Donnerstag, 24. März 2011
Kant und die Gattungsthese
Zitronenfalter labt sich an Blüte
“ Am Menschen sollten sich diejenigen Naturanlagen, die auf den Gebrauch seiner Vernunft abgezielt sind, nur in der Gattung, nicht aber im Individuum vollständig entwickeln. “
Kant, Idee zu einer Geschichte in weltbürgerlicher Absicht, 2. Satz
Daß die einzelnen Köpfe recht unterschiedlich zum Vernunftgebrauch geeignet sind, sah Kant natürlich, im Unterschied etwa zu Rousseau. Seine Hoffnung richtete sich auf die Zukunft, auf die Entwicklung der Gattung.
Was würde er sagen, sähe er heute sein Königsberg wieder? Besuchte ein Gymnasium, eine Universität?
Anschließend ein Kernkraftwerk, Biblis zum Beispiel?
Vermutlich würde er sich wundern, wie das Schulniveau einerseits mit dem Technikwunderwerk andererseits zusammenhängen könne.

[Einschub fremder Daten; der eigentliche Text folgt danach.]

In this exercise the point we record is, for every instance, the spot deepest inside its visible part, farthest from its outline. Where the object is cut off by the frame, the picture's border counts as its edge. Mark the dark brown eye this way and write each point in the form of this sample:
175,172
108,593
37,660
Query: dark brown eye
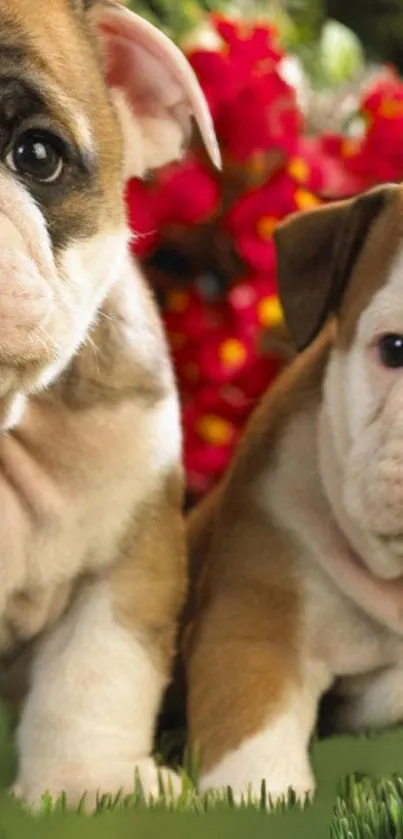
391,350
38,154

Im Gymnasium hatte er Antikernkraftparolen auch von den Lehrern gehört, in der Universität war ihm ein Plakat aufgefallen: KOMM SCHOTTERN, ein krimineller Aufruf, die Schienen der Castor-Strecke zu unterwühlen und so unpassierbar zu machen.
Die Leistungskraft der deutschen Kernkraftwerke, sicher erbracht über Jahrzehnte, würde ihn zweifellos beeindrucken.
Die Abschalt-Kampagne gegen diese zuverlässigen und leistungsstarken Kernkraftwerke, weil die Reaktoren im fernen Nordjapan zwar ein fürchterliches Erdbeben von 9,0 überstanden und automatisch abschalteten, jedoch dann die außenliegenden Dieselnotfallgeneratoren durch einen 10-m-Tsunami schwer beschädigt wurden, was anhaltende Kühlprobleme verursacht - diese Abschaltpanik ließe ihn wohl an dem Verstand großer Teile der deutschen Bevölkerung zweifeln.
Würde er sich von seiner Gattungsthese der zunehmenden Vernunft abwenden?